While working in Ponca City, she was awarded a flight scholarship in 1940 under the Civil Air Authorities, which entitled her to 35 hours of flying and a private pilot’s license – the first woman in Oklahoma to do so. Maintaining an average grade point average of 94.9, she had her first solo flight on Sept. 22, 1940.
In December of 1942, Loop entered the WASP training program at Ellington Field, near Houston, Texas.

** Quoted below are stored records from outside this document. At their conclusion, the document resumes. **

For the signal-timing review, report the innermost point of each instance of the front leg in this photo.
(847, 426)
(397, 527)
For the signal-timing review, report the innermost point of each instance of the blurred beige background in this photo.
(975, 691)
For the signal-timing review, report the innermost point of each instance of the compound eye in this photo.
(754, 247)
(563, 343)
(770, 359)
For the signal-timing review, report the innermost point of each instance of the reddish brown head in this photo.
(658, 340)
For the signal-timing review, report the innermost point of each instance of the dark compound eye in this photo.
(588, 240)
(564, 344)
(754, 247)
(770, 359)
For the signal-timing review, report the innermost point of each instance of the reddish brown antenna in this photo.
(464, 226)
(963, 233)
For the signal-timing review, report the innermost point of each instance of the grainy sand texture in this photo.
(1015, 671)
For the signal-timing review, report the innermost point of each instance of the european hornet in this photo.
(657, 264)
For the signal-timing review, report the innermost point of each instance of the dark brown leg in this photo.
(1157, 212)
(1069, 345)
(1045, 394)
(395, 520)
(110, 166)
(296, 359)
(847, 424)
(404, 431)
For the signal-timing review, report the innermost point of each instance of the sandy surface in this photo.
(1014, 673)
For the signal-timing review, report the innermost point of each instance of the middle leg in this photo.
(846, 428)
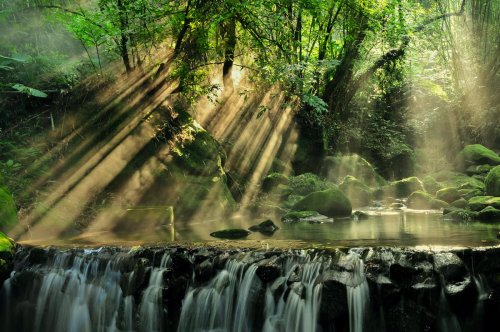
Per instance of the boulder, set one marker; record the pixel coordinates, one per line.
(492, 182)
(266, 227)
(8, 210)
(337, 167)
(305, 216)
(404, 187)
(331, 203)
(234, 233)
(422, 201)
(489, 214)
(448, 195)
(358, 193)
(476, 154)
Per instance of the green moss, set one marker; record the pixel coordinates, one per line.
(431, 185)
(489, 214)
(480, 202)
(492, 182)
(422, 201)
(358, 193)
(338, 167)
(449, 194)
(476, 154)
(330, 202)
(273, 180)
(8, 210)
(404, 187)
(307, 183)
(233, 233)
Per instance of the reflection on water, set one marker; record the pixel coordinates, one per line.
(382, 228)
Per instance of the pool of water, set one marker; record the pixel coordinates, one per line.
(381, 228)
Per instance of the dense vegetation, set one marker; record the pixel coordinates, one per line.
(404, 83)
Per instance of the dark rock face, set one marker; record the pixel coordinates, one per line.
(407, 289)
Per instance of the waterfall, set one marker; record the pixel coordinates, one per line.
(357, 293)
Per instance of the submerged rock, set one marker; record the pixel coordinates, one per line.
(266, 227)
(492, 182)
(331, 203)
(235, 233)
(476, 154)
(424, 201)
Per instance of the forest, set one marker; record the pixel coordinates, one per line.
(294, 165)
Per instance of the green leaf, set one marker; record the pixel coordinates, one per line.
(29, 91)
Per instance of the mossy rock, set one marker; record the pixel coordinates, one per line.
(358, 193)
(232, 233)
(492, 182)
(431, 185)
(199, 153)
(476, 154)
(420, 200)
(307, 183)
(404, 187)
(489, 214)
(478, 170)
(448, 195)
(459, 214)
(331, 203)
(480, 202)
(273, 180)
(460, 203)
(8, 210)
(338, 167)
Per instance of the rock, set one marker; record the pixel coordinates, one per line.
(476, 154)
(478, 170)
(460, 203)
(492, 182)
(268, 269)
(305, 216)
(338, 167)
(266, 227)
(456, 214)
(307, 183)
(431, 185)
(358, 193)
(404, 187)
(8, 210)
(331, 203)
(422, 201)
(359, 215)
(273, 180)
(480, 202)
(489, 214)
(231, 233)
(448, 195)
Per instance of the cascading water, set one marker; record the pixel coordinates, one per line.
(184, 290)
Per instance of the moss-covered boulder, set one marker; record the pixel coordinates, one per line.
(7, 248)
(273, 180)
(431, 185)
(307, 183)
(492, 182)
(420, 200)
(476, 154)
(232, 233)
(335, 168)
(448, 195)
(489, 214)
(358, 193)
(404, 187)
(480, 202)
(331, 202)
(8, 210)
(461, 203)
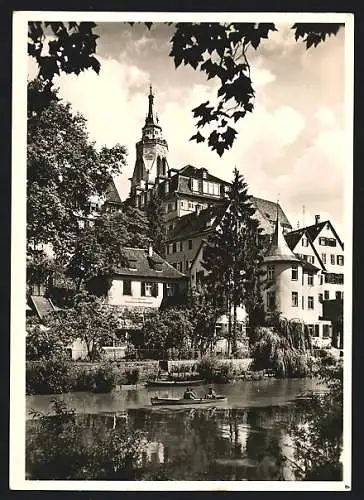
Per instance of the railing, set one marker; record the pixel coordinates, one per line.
(334, 278)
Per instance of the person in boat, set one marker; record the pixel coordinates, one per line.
(189, 394)
(211, 394)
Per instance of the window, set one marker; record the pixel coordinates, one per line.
(170, 289)
(270, 272)
(127, 287)
(149, 289)
(294, 272)
(326, 331)
(211, 188)
(199, 276)
(271, 301)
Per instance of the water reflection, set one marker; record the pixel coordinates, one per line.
(179, 444)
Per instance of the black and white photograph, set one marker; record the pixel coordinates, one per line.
(181, 248)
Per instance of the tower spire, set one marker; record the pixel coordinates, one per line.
(150, 117)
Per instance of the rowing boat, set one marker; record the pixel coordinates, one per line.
(157, 401)
(168, 383)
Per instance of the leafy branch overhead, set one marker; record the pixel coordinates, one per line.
(220, 50)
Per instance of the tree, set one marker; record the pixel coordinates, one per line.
(220, 50)
(89, 320)
(233, 254)
(318, 438)
(168, 329)
(99, 249)
(63, 170)
(204, 315)
(157, 223)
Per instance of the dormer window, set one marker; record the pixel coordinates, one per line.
(194, 184)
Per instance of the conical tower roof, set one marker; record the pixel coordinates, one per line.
(279, 251)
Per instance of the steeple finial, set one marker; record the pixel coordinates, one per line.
(150, 116)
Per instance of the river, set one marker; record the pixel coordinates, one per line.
(245, 438)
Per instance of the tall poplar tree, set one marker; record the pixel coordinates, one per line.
(233, 254)
(157, 223)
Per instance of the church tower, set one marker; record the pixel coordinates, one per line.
(151, 154)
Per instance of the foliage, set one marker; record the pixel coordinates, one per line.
(132, 376)
(49, 376)
(63, 170)
(99, 249)
(63, 446)
(157, 223)
(103, 379)
(43, 343)
(203, 314)
(233, 255)
(89, 320)
(214, 370)
(318, 439)
(168, 329)
(219, 50)
(287, 350)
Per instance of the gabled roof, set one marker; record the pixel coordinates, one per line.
(196, 223)
(278, 250)
(312, 232)
(111, 194)
(198, 173)
(268, 210)
(141, 265)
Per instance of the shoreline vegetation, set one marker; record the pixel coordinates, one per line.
(58, 375)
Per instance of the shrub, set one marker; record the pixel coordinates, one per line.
(103, 379)
(132, 376)
(49, 376)
(213, 370)
(131, 353)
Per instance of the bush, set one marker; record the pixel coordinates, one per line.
(213, 370)
(132, 376)
(49, 376)
(103, 379)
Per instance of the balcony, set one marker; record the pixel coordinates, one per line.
(334, 278)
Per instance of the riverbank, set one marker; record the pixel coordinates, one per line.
(240, 394)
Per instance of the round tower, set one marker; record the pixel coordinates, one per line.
(283, 279)
(151, 152)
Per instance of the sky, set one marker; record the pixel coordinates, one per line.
(291, 148)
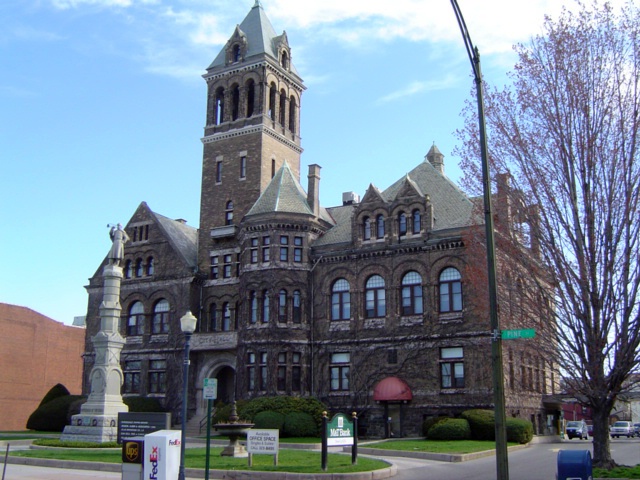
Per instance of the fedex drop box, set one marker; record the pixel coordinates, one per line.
(162, 455)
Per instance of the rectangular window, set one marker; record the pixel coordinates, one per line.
(243, 167)
(297, 249)
(214, 267)
(339, 371)
(282, 371)
(251, 371)
(132, 377)
(226, 271)
(284, 248)
(451, 367)
(263, 371)
(157, 376)
(296, 372)
(266, 242)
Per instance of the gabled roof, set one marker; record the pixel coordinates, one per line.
(261, 38)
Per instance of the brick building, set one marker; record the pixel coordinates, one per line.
(36, 353)
(368, 305)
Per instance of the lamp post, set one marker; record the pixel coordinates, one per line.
(188, 326)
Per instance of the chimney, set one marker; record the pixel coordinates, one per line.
(313, 190)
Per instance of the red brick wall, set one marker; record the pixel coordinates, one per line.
(36, 352)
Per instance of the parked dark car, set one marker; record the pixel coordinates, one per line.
(577, 429)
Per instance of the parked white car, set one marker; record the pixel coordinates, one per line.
(622, 429)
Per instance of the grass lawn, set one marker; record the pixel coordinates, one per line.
(298, 461)
(436, 446)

Though nearly 25,000 women applied to the program, less than 1,900 were accepted, and just over half actually completed the program and received their wings; Loop received hers on May 28, 1943.
Loop also was a member of “The 99s,” an elite national organization of women aviators whose roster includes Amelia Earhart and several other famous women in aviation history.
On July 7, 1944, Loop was killed at the age of 27 during a flight from Enid to Seattle,
Wash. The BT-13 plane she was delivering crashed near Medford, Ore.
Though the military did not recognize Loop or any other of the other 37 women who died while in service to the WASPs, Tinker Air Force Base dedicated a building to her in Midwest City in 1980. Loop was named posthumously to the Oklahoma Aviation Hall of Fame in 2002.